Analytic, Empirical, and Monte Carlo Bayesian Methods for Uncertainty Estimation

In the realm of machine learning, the robustness and reliability of predictive models are important, especially when confronted with Out-of-Distribution (OOD) data that deviate from the training distribution. Bayesian models stand out for their probabilistic foundations, being able to offer ways to quantify uncertainty. This project will present a survey of already-established methods of estimating uncertainty, as well as how we adapted/generalized them.

Motivation

Many practical uses of deep neural network (DNN) models involve using them with a restricted amount of training data, which doesn’t encompass all the potential inputs the model might face when actually used. This exposes a significant limitation of models based on data: they can behave unpredictably when dealing with inputs that differ from the data they were trained on, known as out-of-distribution (OOD) inputs. Machine learning models that are trained within a closed-world framework often mistakenly identify test samples from unfamiliar classes as belonging to one of the recognized categories with high confidence. This tendency of the model to make overconfident misclassifications is sometimes described in the literature as “arrogance.” This can be catastrophical when such models are deployed in the real world. For instance, in self-driving technology, the system should warn the user and transfer the control to the human driver when it encounters unfamiliar scenes or objects that were not present in its training data, and thus it is unable to make a safe and reliable decision.

Consequently, there has been a surge of research focused on improving DNN models to be able to assess their own uncertainty and recognize OOD inputs during their operational phase . Not only improving their usage in safety critical settings, being able to predict model uncertainty is important in predicting model performance. With increased ability to predict model performance, we can improve the training process and improve inference. In this project, we explore 3 different methods of quantifying uncertainty: Monte Carlo Dropout, Sketching Curvature for Efficient Out-of-Distribution Detection (SCOD), and Stochastic Weight Averaging Gaussian (SWAG). We’ll also attempt to modify these existing methods and even combine them in order to provide improvements to practicality such as RAM usage and improvements to important metrics we establish. We develop 2 methods, SCODv2 which is an extends a simple isotropic prior used by SCOD and SCWAG which combines elements of both SCOD and SWAG.

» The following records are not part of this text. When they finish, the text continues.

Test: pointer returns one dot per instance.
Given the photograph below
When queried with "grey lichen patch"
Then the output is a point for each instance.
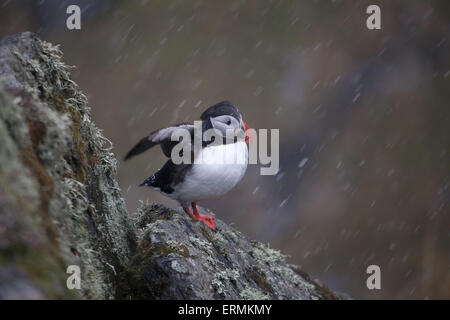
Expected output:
(222, 264)
(253, 294)
(63, 168)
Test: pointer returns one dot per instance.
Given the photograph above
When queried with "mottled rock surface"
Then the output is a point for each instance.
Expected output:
(179, 258)
(60, 205)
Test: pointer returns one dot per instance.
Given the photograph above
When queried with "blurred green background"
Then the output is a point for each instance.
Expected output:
(363, 116)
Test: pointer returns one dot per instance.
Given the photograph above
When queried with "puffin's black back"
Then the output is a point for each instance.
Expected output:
(219, 109)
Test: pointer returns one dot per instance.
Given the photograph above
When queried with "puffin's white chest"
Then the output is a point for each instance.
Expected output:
(221, 168)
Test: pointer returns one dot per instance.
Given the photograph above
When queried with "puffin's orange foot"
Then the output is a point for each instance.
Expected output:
(208, 221)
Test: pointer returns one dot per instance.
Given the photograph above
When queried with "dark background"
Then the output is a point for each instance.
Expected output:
(363, 116)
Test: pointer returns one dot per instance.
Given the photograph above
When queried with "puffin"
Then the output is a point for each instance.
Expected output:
(215, 167)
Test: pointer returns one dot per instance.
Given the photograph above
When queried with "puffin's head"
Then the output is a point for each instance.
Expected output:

Stochastic Weight Averaging Gaussian (SWAG)

SWAG is a method that can improve generalization in deep learning settings. It approximates the posterior distribution of weights as a normal distribution with mean determined by an average of weight iterates and covariance determined by the sum of the running variances of each weight and a low rank covariance matrix. More specifically, we use the following to perform our weight updates.

def train_swag(net, loader, num_epochs=5, K=25, swag_freq=50, swag_start=1):
    theta = get_all_weights(net)
    d = theta.shape[0]
    D = torch.zeros((d,K)).cpu()
    theta_bar = theta.clone().cpu()
    M2 = torch.zeros(d).cpu()
    sigmas = torch.zeros(d).cpu()
    optimizer = optim.Adam(net.parameters(), lr=0.001)

    net.train()
    for epoch in range(num_epochs):
        train_loss = 0
        n_ = 0
        for batch_idx, (data, target) in enumerate(loader):
            optimizer.zero_grad()
            output = net(data.to(device))
            loss = F.cross_entropy(output, target.to(device))
            loss.backward()
            optimizer.step()
            train_loss += loss
            if batch_idx % swag_freq == 0:
                if (swag_start <= epoch):
                    with torch.no_grad():
                        w1 = n_/(1+n_)
                        w2 = 1/(1+n_)
                        theta = get_all_weights(net).cpu()
                        theta_bar_new = w1*theta_bar + w2*theta
                        M2 = M2 + (theta-theta_bar)*(theta-theta_bar_new)
                        theta_bar = theta_bar_new.clone().cpu()
                        D[:,0:-1] = D[:,1:]
                        D[:,-1] = theta - theta_bar
                        sigmas = M2/(1+n_)
                        n_ += 1
    return theta_bar, sigmas, D

The learned \(\bar{w} \in \mathbf{R}^d\) is the mean of the posterior distribution on weights. The \(\Sigma\) vector represents the running variance of the weights and can be diagonalized to get a very rough posterior. (The method we used to determine the running variance is unlike the one presented in the SWAG paper due to issues with numerical instability and catastrophic cancellation which resulted in negative variances. To address this issue we used Welford’s online algorithm.) The \(D\) matrix contains the last \(K\) deviations of updated \(w\) values from \(\bar{w}\) (including the effect that the updated \(w\) has on \(\bar{w}\)). This allows us to form a rank \(K\) approximation of the posterior covariance. Thus we have the posterior \(P(w\mid\mathcal{D}) = \mathcal{N}\left(\bar{w}, \frac{1}{2}\left(\text{diag}(\Sigma) + \frac{DD^T}{K-1} \right)\right)\). To sample from the posterior, we do the following reparametrization

\[z_d \sim \mathcal{N}(0, \mathbf{I}_d)\] \[z_K \sim \mathcal{N}(0, \mathbf{I}_K)\] \[\tilde{w} = \bar{w} + \frac{1}{\sqrt{2}}\text{diag}(\Sigma)^{\frac{1}{2}}z_d + \frac{1}{\sqrt{2(K-1)}}Dz_K\]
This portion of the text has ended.